More brokers in Victoria but fewer loans

Gross commissions also fall

More brokers in Victoria but fewer loans

With 29.8% of the national population of brokers calling Victoria home, its brokers were responsible for settling 29.9% of the national value of home loans, according to the latest research from the MFAA.

The MFAA’s 16th edition of its industry intelligence service report, which covers the six-month period from October 1, 2022, to March 31, 2023, revealed Victorian brokers settled $48.36 billion in home loans compared to $51.81 billion during the equivalent 2021–22 period, down 6.7%.

However, the garden state’s overall home loan book grew year-on-year, up by 10.69%, from $245.20 billion to $271.41 billion.

On an individual basis, the MFAA Industry Intelligence Service report showed that the average broker settled $8.38 million in home loans for the period, down 10.66% year-on-year, from $9.38 million.

The MFAA report showed Victorian mortgage brokers earned an average annual gross up-front commission of $108,901, compared to $121,881 the previous year, and $70,521 gross trail for the most recent period, compared to $66,559, for a combined gross commission of $179,422. In total, this was down by 4.79%.

The MFAA data also showed that more mortgage brokers have joined the sector in Victoria.

The population of 5,773 brokers for the period was up compared to 5,526 a year ago, lodging an average 17.3 loans which equates to a total of 99,631 loans lodged for the state, for the period, down 8.92% compared to the year before when it was 109,388.

This compares to the broker population in NSW and the ACT, which boasts 7,174 brokers, up from 6,782 compared to the previous year. Victoria has the second highest percentage of brokers hailing from the state at 29.8%, compared to 37% of all brokers calling NSW and the ACT home.

Victorian brokers not surprised by job’s appeal

Mortgage broker Adam Piper (pictured above left) from Melbourne-based Axton Finance, said he was not surprised that there had been an increasing number of finance professionals drawn to the mortgage broking sector.

“Before becoming a broker, I previously worked as a home loan lender directly for a bank where I often felt like I was trying to push a square peg through a round hole,” Piper said.

“Working as a mortgage broking professional has given me the ability to provide tailored solutions to a much vaster range of finance solutions, and as such I have found it a much more attractive space to work in.”

Piper said as banks increased their level of automation, it highlighted the reality that technology was not able to replace personalised relationships. He said it was becoming very apparent that customers craved the personal touch an experienced broker provided.

Piper said the fact that more than 70% of mortgages were written by brokers was a testament to the growing importance of the sector.

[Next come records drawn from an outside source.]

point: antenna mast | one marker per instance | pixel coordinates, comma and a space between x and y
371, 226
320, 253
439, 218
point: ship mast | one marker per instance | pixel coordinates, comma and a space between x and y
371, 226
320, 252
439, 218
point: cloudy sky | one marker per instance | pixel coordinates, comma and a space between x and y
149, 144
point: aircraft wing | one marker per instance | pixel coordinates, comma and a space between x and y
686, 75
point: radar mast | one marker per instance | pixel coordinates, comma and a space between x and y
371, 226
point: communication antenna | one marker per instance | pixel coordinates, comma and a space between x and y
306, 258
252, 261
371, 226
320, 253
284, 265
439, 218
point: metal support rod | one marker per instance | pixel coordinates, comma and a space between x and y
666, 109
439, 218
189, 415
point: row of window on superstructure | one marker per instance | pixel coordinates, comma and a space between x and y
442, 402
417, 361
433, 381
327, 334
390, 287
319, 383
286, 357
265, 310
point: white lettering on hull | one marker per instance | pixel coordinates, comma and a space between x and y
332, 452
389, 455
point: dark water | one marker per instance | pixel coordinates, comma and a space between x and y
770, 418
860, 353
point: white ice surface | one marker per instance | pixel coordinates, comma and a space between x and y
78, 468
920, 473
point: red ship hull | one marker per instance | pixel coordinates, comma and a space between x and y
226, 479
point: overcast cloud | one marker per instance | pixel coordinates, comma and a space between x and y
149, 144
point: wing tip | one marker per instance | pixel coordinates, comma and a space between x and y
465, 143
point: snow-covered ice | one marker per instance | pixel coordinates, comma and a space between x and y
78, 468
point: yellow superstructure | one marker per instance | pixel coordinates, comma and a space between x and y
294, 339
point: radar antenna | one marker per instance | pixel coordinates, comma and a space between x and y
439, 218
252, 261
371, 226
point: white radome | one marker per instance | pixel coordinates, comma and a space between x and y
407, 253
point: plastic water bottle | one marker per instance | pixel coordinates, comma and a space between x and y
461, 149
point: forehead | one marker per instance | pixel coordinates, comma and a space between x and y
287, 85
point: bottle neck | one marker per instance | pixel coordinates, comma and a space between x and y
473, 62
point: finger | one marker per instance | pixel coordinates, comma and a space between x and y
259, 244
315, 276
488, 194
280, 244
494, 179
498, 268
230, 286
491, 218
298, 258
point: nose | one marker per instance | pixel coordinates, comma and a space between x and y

“The increasing lack of time that clients have further leads customers to seek out a broker to assist them with their finance needs as we effectively represent the department store of mortgages, making the broking occupation increasingly attractive as market share increases.

“I expect this to continue to be the case as market conditions improve in the next 12 to 18 months hopefully.”

Population growth push broker numbers

Piper said statistics indicated that Victoria was due to surpass Sydney in population in the coming years so it stood to reason that the broking sector and property market would continue to flourish in Victoria in 2024.

“The introduction of government schemes to assist first home buyers enter the market, paired with the 1% assessment rate being offered by some lenders on refinance applications, has enabled brokers to continue to provide more solutions to boxed-in clients,” he said.

Piper said some of the initiatives being offered were much needed after the negative impact on serviceability caused by the run of rate rises over the past 18 months, paired with the increased general costs of living.

He said as inflationary pressures began to ease and economists forecast potential rate cuts in late 2024 or early 2025, both the property market and consumer confidence should thrive nationally making for a busy year ahead. 

MFAA report reinforces member feedback

MFAA CEO Anja Pannek (pictured above right) said the report reinforced feedback from members on the impact interest rate rises and record levels of refinancing were having on brokers and their clients.

“The period covered in the report coincided with a period of intense refinancing as fixed rate mortgages reverted to variable, clients encountered serviceability constraints and a moderation of property prices in some markets,” said Ms Pannek.

“This confluence of factors can be seen in this industry research; however, the outstanding service mortgage brokers deliver to their clients has remained a constant throughout this time.”

During the period, mortgage brokers maintained a strong market share, writing 69.6% of all residential home loans in the March 2023 quarter, while in the 12 months to March 2023 mortgage brokers settled a record $358.68 billion in home loans.

The report also shows that in comparison to the October 2021–March 2022 period, the total value of loans settled by mortgage brokers declined 8.63%.

However, Ms Pannek noted that despite this fall the broker channel outperformed the overall home loan lending market.